雨滝を紹介する案内板が三つあったので、ここに紹介する。
<日本の滝百選 雨滝>
 雨滝は、幅四m、高さ四十mという鳥取県随一の飛瀑を誇り、トチ、ブナなどの千古の原生林に包まれ
つつ、断崖絶壁を轟音とともに落水する壮観な威容により、平成2年には「日本の滝百選」に選定され
ました。古来より有数の霊場として善男善女の修業の場、お遍路さんの信仰の場として活用され今なお
神秘的な霊境としての雰囲気を残しています。また、雨滝の奥部には、筥滝、布引の滝、親子滝など大小
四十八の滝があるといわれており、その一部は中国自然歩道で結ばれ、河合谷高原へと通じています。
<雨滝>
この勇壮な滝は雨滝といいます。この滝は袋川の上流に当たり、扇山から流れ出た水が四十メートルの
高さで落下しています。この辺りは、昔、海であったため貝の化石を産出します。また、滝の名所として
知られ、筥滝、布引滝、とよ滝等四十八滝を数え、トチ、サワグルミ、カツラ等の大木とともにすばらしい
景観を構成しています。
<雨滝(伝承)>
一、雨滝のお不動さんを信仰すると精神病がなおる、商売繁昌など霊験があらたかと伝えられ ている。

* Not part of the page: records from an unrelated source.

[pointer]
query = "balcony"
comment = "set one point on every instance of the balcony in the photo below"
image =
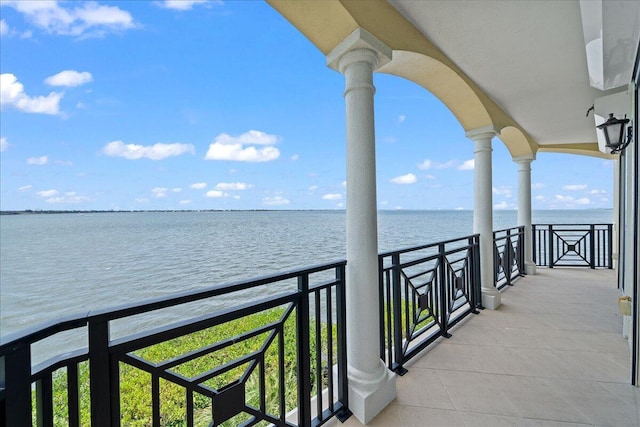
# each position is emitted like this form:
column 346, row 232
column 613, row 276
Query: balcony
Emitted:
column 552, row 353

ニ、昔から「雨滝に詣った年の冬は膚が荒れない、滝の霊水が寒さを守って下さる」と信じられ、美人に
なると言われている。若い娘さんの参拝者の多いのはこのためであろうか。

鳥取市内で県道31号線に入り国府町を目指す。町役場前を通過後は「雨滝」の標識を頼りに道なりに進む。

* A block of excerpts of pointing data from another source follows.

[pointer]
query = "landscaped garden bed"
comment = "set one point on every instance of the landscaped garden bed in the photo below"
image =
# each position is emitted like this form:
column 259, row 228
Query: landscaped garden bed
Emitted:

鳥取市内から約18km走ると右折標識がある。ここで県道31号線から林道に入る。林道といっても道幅も
想像よりははるかに広く、舗装されていて快適である。約2kmで行き止りとなり、駐車場がある。ここから短い
階段を下ると、左手に「絹布を懸け流したような美しさ」と形容される布引の滝があり、前方に断崖絶壁を轟音を
たてて落ちる雨滝が見える。駐車場から2〜3分で雨滝の真下に立てる。